C. S. Forester
C. S. Forester, born Cecil Lewis Troughton Smith in 1899 in Egypt, is best known for his historical novels, particularly the coveted Horatio Hornblower series, which has significantly influenced modern literature and popular culture. Despite his literary success, Forester's personal life was marked by turmoil, stemming from a complicated family background that he often misrepresented in his writings. His works are characterized by themes of dysfunction and conflict, reflecting his own experiences growing up in a financially strained household with an alcoholic mother.

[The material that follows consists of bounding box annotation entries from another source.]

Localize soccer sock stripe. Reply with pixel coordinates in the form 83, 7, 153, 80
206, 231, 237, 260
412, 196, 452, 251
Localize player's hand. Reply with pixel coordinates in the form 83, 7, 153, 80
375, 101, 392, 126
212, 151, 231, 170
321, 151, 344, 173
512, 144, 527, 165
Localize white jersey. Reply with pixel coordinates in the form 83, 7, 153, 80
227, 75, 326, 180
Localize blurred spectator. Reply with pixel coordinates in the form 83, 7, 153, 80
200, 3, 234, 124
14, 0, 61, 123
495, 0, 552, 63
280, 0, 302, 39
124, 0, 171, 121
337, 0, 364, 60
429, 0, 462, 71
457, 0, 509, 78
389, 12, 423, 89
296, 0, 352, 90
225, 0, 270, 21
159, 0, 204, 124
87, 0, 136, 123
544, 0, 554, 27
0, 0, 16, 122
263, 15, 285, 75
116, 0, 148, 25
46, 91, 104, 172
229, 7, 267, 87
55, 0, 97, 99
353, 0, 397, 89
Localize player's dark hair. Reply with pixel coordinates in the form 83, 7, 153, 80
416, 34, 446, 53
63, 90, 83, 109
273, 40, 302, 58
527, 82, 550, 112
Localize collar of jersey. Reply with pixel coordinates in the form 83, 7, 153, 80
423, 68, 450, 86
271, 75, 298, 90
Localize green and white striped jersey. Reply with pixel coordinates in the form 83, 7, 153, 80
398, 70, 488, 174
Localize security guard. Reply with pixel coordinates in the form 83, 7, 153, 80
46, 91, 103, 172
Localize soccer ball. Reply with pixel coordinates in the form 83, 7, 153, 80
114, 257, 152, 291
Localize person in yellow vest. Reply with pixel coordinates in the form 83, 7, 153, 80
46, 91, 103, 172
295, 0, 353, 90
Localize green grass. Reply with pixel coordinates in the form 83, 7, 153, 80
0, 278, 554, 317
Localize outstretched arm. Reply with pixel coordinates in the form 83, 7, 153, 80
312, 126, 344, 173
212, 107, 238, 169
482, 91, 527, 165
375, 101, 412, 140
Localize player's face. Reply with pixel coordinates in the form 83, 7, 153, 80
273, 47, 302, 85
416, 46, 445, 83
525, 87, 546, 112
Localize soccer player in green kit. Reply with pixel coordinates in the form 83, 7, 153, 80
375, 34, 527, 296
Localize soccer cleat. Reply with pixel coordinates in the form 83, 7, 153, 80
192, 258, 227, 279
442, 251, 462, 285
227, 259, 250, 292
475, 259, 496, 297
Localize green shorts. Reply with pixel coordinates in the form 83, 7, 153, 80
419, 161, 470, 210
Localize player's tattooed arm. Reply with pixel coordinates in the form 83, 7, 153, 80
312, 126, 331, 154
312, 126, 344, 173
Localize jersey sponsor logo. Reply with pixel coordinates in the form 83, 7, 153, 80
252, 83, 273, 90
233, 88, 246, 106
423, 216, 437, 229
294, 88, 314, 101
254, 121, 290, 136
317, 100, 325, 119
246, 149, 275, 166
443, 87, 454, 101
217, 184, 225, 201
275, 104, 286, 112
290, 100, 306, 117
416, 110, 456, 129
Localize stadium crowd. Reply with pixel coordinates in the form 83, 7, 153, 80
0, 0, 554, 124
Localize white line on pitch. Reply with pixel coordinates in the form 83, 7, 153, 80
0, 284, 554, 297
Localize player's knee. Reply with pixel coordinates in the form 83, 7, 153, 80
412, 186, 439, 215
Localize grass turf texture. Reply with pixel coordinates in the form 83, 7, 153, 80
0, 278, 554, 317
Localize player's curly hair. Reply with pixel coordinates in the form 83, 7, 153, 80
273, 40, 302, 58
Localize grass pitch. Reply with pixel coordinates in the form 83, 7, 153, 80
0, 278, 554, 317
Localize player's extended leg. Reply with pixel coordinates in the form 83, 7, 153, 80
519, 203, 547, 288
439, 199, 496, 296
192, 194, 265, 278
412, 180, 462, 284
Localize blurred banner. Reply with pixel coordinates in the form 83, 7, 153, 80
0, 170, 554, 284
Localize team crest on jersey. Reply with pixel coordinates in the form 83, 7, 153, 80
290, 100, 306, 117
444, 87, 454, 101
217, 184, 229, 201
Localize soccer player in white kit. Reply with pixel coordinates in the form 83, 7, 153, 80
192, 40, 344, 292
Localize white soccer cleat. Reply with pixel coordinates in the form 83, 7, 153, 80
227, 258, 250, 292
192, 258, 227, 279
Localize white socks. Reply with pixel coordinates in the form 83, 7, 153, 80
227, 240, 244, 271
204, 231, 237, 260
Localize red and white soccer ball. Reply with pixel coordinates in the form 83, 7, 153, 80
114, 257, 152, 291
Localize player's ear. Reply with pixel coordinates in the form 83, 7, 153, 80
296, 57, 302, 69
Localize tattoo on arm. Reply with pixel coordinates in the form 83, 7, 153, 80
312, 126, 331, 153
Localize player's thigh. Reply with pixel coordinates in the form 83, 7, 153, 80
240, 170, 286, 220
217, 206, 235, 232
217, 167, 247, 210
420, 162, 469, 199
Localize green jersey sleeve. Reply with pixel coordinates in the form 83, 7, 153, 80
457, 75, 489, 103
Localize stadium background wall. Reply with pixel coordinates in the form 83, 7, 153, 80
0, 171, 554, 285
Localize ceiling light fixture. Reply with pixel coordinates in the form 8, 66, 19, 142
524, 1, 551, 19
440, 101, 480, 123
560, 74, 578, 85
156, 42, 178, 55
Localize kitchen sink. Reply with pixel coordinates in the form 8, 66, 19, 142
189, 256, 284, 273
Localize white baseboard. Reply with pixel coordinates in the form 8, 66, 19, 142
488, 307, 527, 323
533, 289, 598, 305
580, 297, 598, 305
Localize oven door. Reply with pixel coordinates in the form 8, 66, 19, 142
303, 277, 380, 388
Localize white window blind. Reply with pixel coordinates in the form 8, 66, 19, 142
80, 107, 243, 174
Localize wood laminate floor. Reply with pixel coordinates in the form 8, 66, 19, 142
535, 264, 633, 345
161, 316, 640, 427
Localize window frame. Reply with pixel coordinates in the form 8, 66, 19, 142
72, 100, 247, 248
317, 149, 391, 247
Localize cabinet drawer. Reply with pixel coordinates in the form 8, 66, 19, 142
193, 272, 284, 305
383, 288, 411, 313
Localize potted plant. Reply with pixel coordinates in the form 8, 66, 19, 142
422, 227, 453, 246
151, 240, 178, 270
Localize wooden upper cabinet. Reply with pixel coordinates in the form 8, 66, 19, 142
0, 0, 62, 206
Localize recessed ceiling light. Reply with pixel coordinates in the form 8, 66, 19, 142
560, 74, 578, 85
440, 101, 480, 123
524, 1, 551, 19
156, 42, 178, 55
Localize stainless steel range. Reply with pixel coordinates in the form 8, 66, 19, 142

Forester began his writing career in the 1920s, quickly establishing himself as a prolific author through a disciplined writing regimen. His notable works include "The African Queen," which was later adapted into a successful film. Throughout his life, he faced challenges, including a rejection from military service during World War I and ongoing health issues that affected his later career.
Although Forester did not receive major literary accolades, his creation of relatable military heroes, particularly through the Hornblower character, has left a lasting legacy. This character has not only captivated readers but also inspired various adaptations, including a successful television miniseries. Forester’s influence extends beyond literature, impacting cultural figures such as Gene Roddenberry, creator of Star Trek.
Subject Terms
C. S. Forester
Author
- Born: August 27, 1899
- Birthplace: Cairo, Egypt
- Died: April 2, 1966
- Place of death: Fullerton, California
British novelist
One of the most popular novelists of the mid-twentieth century, Forester wrote more than fifty books but is best known for his multivolume saga about British naval hero Horatio Hornblower an immortal figure in modern literature.
Area of achievement Literature
Early Life
Despite C. S. Forester’s enduring popularity as a writer, his life has attracted little scholarly inquiry. Consequently, his own writings especially his deceptively candid autobiography, Long Before Forty (1967) have provided most of what is known about him. Unfortunately, much of what he wrote is untrue. He claimed, for example, that his parents were named “Forester.” He was actually the fifth child and third son of an English couple named George Foster Smith and Sarah Medhurst Troughton. Born in Egypt as Cecil Lewis Troughton Smith, he grew up suspecting that his real father was an Egyptian with whom his mother had an adulterous affair. As he came to despise his English parents and ancestors, the idea of being part Egyptian delighted him; however, his fear of public discovery led him to lie about his early history.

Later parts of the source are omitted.